Obama “can disagree without shunning or demonizing those with other views,” he said. “That’s far different than the suggestion that he somehow tailors his view.”
Looking for clues
But because Obama is relatively new on the national political scene, and new to foreign policy questions such as the long-simmering Israeli-Palestinian conflict, both sides have been looking closely for clues to what role he would play in that dispute.
And both sides, on certain issues, have interpreted Obama’s remarks as supporting their point of view.
Last year, for example, Obama was quoted saying that “nobody’s suffering more than the Palestinian people.” The candidate later said the remark had been taken out of context, and that he meant that the Palestinians were suffering “from the failure of the Palestinian leadership [in Gaza] to recognize Israel” and to renounce violence.

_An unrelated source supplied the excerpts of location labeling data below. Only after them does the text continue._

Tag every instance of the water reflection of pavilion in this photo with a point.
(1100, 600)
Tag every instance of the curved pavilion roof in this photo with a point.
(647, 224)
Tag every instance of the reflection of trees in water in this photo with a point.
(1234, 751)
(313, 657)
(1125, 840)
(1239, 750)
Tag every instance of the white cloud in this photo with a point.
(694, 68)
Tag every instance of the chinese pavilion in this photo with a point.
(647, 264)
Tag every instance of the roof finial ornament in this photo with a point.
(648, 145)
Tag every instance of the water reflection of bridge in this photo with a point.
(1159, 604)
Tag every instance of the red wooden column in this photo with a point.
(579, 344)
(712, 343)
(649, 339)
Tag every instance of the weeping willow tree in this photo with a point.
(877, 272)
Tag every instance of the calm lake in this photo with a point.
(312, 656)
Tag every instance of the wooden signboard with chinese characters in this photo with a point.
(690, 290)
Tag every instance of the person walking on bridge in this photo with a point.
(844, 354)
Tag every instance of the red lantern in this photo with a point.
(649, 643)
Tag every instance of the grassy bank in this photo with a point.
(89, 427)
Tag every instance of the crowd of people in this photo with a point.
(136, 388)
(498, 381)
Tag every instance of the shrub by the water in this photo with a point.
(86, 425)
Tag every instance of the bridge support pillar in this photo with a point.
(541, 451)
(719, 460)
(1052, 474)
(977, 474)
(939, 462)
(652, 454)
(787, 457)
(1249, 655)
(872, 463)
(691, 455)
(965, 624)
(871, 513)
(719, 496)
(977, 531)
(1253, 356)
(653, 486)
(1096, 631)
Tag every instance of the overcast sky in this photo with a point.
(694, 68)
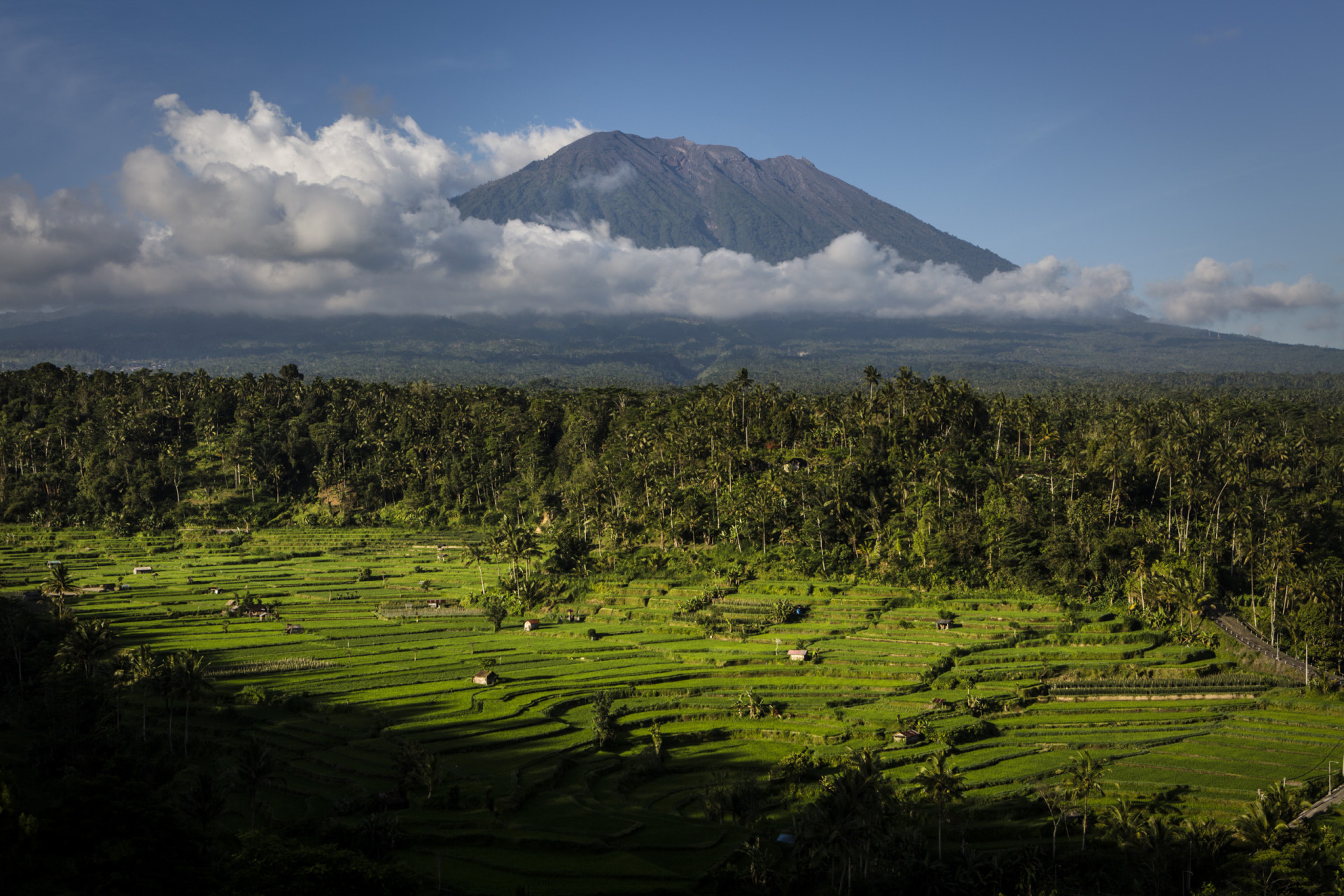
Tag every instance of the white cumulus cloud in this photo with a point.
(1212, 292)
(254, 214)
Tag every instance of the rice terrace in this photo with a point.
(540, 643)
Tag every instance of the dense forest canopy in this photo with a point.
(1171, 504)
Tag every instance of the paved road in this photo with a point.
(1322, 805)
(1247, 637)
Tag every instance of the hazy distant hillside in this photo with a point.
(799, 352)
(675, 192)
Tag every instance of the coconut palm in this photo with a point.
(86, 644)
(255, 767)
(941, 783)
(144, 672)
(479, 554)
(1082, 777)
(190, 680)
(1124, 822)
(59, 582)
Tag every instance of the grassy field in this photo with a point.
(527, 799)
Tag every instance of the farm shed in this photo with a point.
(393, 799)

Jewish leaders were satisfied with Obama’s explanation, but some Palestinian leaders, including Ibish, took the original quotation as a sign of the candidate’s empathy for their plight.

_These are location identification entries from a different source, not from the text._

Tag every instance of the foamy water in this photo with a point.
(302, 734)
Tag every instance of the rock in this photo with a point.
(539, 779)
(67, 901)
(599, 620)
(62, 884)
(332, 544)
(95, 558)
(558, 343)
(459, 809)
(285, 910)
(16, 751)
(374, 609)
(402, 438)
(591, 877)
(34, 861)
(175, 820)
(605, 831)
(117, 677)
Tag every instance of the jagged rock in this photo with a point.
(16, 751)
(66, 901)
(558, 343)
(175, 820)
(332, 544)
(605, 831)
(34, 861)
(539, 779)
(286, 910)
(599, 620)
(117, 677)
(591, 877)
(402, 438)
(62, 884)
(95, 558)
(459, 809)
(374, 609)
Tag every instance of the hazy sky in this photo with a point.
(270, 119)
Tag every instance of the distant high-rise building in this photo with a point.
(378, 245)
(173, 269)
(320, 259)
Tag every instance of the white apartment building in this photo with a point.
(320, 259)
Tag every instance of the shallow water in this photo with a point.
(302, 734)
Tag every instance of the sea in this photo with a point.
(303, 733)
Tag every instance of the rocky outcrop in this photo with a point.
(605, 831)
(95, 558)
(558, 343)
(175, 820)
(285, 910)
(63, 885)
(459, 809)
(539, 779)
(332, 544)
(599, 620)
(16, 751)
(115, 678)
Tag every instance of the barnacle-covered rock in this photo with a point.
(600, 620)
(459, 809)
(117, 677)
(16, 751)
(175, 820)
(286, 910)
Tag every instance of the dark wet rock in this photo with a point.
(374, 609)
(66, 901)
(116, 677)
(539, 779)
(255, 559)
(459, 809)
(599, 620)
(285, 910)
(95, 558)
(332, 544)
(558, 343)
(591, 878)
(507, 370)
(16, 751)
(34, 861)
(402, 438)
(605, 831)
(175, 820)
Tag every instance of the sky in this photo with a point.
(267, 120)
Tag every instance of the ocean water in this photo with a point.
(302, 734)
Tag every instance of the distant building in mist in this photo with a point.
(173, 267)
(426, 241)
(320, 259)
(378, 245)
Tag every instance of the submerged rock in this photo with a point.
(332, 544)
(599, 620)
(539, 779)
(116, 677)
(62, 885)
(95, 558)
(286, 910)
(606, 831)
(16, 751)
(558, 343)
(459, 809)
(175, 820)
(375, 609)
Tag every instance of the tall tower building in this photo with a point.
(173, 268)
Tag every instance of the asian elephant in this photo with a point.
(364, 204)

Obama’s willingness to befriend Palestinian Americans and to hear their views also impressed, and even excited, a community that says it does not often have the ear of the political establishment.

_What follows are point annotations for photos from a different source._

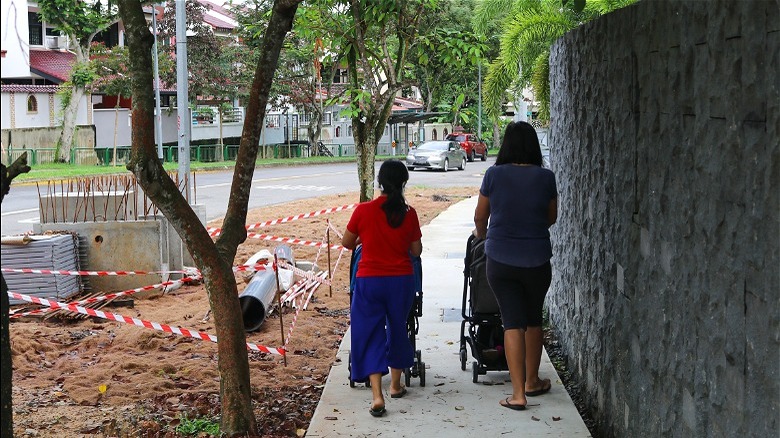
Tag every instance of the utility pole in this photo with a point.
(157, 83)
(182, 99)
(479, 101)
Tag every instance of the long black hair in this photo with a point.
(520, 145)
(392, 179)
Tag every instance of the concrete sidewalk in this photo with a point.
(450, 405)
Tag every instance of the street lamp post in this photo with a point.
(182, 100)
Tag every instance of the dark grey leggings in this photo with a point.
(519, 292)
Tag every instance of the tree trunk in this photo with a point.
(6, 368)
(365, 147)
(213, 259)
(116, 126)
(69, 115)
(314, 130)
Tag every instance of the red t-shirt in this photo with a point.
(385, 250)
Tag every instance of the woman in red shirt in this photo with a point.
(389, 231)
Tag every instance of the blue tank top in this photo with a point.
(519, 205)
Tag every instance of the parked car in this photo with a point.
(471, 144)
(441, 154)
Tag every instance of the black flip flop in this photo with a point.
(542, 390)
(511, 406)
(377, 412)
(400, 394)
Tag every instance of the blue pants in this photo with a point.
(380, 309)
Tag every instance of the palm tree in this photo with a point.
(528, 29)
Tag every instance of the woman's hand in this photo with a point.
(350, 240)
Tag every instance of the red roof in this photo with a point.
(216, 22)
(15, 88)
(52, 64)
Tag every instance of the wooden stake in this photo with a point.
(279, 300)
(330, 284)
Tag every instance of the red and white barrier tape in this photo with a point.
(114, 295)
(86, 273)
(293, 241)
(214, 232)
(338, 233)
(301, 273)
(255, 267)
(190, 333)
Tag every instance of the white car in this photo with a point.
(437, 154)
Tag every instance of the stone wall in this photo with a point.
(665, 141)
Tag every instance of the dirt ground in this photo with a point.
(92, 377)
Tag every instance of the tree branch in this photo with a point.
(18, 167)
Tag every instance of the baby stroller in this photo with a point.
(417, 369)
(485, 335)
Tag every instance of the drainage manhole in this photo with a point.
(451, 315)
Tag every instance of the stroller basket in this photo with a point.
(481, 328)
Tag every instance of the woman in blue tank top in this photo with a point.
(519, 197)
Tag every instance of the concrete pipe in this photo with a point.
(257, 298)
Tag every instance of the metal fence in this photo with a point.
(104, 156)
(49, 155)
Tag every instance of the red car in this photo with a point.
(471, 144)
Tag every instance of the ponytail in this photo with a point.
(392, 179)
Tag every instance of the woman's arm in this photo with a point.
(552, 212)
(350, 240)
(481, 215)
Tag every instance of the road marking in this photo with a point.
(280, 178)
(29, 210)
(299, 187)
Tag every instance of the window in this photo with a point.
(340, 76)
(36, 29)
(32, 104)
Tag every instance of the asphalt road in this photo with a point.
(273, 185)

Among other community events, Obama in 1998 attended a speech by Edward Said, the late Columbia University professor and a leading intellectual in the Palestinian movement. According to a news account of the speech, Said called that day for a nonviolent campaign “against settlements, against Israeli apartheid.”
The use of such language to describe Israel’s policies has drawn vehement objection from Israel’s defenders in the United States. A photo on the pro-Palestinian website the Electronic Intifada shows Obama and his wife, Michelle, engaged in conversation at the dinner table with Said, and later listening to Said’s keynote address. Obama had taken an English class from Said as an undergraduate at Columbia University.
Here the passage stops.